23 September 2024

Fasenra recommended for approval in the EU by CHMP for the treatment of eosinophilic granulomatosis with polyangiitis  

New indication supported by the MANDARA trial which showed nearly 60% of patients achieved remission and 41% of patients fully stopped taking oral corticosteroids

AstraZeneca’s Fasenra (benralizumab) has been recommended for approval in the European Union (EU) as an add-on treatment for adult patients with relapsing or refractory eosinophilic granulomatosis with polyangiitis (EGPA). EGPA is a rare, immune-mediated vasculitis that can result in damage to multiple organs, and without treatment, can be fatal.^1,2 

The Committee for Medicinal Products for Human Use (CHMP) of the European Medicines Agency based its positive opinion on results from the MANDARA Phase III trial published in The New England Journal of Medicine,³ which compared the efficacy and safety of Fasenra to the only approved EGPA treatment, mepolizumab, in patients with relapsing or refractory EGPA.^3-5 MANDARA was the first head-to-head non-inferiority trial of biologics in patients with EGPA.^4,6 Patients were randomised to receive either a single 30 mg subcutaneous injection of Fasenra, or three separate 100 mg subcutaneous injections of mepolizumab every four weeks.^3,4   

In the trial, nearly 60% of Fasenra-treated patients achieved remission which was comparable to mepolizumab-treated patients.³ Data also showed 41% of Fasenra-treated patients fully tapered off oral corticosteroids (OCS) (vs. 26% in the comparator arm (difference: 16%; 95% CI: 1,31)).³ 

Bernhard Hellmich, Chair of the Department of Internal Medicine, Rheumatology, and Immunology at the Medius Klinik Kirchheim, Teaching Hospital of the University of Tübingen, Co-Director of the Vasculitis Center Tübingen-Kirchhei, and MANDARA Principal Investigator said: “People living with EGPA in Europe often face debilitating symptoms and suffer serious and long-lasting side effects from treatment with long-term oral corticosteroids. With its unique mechanism of action that leads to near complete depletion of eosinophils, Fasenra represents a much-needed potential treatment option for EGPA patients to help them achieve remission and taper off steroid therapy.”  

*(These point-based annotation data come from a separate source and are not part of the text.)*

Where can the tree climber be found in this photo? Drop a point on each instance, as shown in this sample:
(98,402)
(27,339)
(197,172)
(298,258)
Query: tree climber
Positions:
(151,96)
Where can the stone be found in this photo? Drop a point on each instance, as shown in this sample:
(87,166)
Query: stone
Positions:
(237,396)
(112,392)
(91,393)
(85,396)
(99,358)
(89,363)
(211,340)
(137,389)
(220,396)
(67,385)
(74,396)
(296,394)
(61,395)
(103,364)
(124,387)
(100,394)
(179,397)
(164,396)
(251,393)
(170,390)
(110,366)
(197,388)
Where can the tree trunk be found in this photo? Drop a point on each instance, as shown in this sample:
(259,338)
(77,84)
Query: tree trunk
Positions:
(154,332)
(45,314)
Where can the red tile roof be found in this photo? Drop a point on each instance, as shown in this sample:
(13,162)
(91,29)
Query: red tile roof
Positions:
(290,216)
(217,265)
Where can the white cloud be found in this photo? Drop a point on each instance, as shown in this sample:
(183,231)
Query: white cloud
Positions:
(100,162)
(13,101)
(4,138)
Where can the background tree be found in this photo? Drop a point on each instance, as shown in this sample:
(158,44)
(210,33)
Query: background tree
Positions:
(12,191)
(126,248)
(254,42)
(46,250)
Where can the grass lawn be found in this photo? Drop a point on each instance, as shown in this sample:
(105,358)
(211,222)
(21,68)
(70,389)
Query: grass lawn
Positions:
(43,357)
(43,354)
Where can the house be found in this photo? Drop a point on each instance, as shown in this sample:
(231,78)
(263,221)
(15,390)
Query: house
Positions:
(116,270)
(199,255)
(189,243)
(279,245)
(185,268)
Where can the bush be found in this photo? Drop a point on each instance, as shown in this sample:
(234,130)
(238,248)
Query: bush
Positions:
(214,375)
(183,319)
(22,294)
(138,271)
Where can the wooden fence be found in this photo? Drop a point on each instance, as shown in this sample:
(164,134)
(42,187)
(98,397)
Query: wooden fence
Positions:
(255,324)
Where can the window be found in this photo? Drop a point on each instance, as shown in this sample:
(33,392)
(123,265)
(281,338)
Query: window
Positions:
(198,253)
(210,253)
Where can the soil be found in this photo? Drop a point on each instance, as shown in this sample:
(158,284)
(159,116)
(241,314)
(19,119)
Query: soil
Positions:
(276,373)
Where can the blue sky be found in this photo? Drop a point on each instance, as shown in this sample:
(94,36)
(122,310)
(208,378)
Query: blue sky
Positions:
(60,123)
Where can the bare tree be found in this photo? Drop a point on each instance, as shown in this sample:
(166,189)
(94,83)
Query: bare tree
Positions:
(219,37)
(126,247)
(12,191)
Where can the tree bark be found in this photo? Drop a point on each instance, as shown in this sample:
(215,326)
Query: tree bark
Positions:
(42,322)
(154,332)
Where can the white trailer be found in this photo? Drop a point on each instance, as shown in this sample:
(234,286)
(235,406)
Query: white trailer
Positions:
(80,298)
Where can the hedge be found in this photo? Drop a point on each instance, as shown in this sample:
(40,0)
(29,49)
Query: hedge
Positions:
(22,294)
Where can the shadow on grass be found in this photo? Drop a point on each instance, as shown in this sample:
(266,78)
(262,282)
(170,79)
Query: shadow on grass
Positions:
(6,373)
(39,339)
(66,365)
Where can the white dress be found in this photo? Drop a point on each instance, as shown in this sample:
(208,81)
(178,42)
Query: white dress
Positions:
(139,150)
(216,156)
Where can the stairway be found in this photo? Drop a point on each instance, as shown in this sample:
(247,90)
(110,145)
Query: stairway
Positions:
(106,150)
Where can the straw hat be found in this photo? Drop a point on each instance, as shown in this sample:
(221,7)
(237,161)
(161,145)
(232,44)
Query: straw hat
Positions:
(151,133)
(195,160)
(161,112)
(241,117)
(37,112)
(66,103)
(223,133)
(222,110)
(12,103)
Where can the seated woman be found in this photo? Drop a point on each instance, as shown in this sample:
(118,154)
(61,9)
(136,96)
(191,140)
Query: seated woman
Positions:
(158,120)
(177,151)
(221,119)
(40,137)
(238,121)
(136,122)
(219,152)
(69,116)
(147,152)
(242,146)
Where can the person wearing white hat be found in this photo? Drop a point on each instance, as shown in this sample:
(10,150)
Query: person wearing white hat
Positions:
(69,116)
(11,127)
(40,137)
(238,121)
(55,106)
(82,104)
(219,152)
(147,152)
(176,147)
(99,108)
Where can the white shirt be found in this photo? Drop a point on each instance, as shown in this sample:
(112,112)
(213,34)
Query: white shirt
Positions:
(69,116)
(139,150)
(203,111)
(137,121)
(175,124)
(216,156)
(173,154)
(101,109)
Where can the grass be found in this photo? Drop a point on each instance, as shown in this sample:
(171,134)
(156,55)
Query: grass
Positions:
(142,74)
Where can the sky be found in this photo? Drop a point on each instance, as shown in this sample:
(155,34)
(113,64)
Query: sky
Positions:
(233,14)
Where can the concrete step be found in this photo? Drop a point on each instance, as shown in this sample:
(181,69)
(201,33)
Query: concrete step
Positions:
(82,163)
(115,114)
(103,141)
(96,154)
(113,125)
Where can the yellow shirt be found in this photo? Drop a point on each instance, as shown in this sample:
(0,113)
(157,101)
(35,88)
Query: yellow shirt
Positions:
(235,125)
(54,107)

Ruud Dobber, Executive Vice President, BioPharmaceuticals Business Unit, AstraZeneca said: “With today’s recommendation, the EGPA community in Europe is one step closer to accessing a new and convenient treatment option to alleviate some of the impact of this debilitating disease. With over 15 years of clinical data, Fasenra is a well-established, leading treatment for severe eosinophilic asthma, and now has the potential to transform care for patients with EGPA. Today’s news demonstrates the potential of Fasenra to help patients suffering from eosinophilic diseases beyond severe asthma.” 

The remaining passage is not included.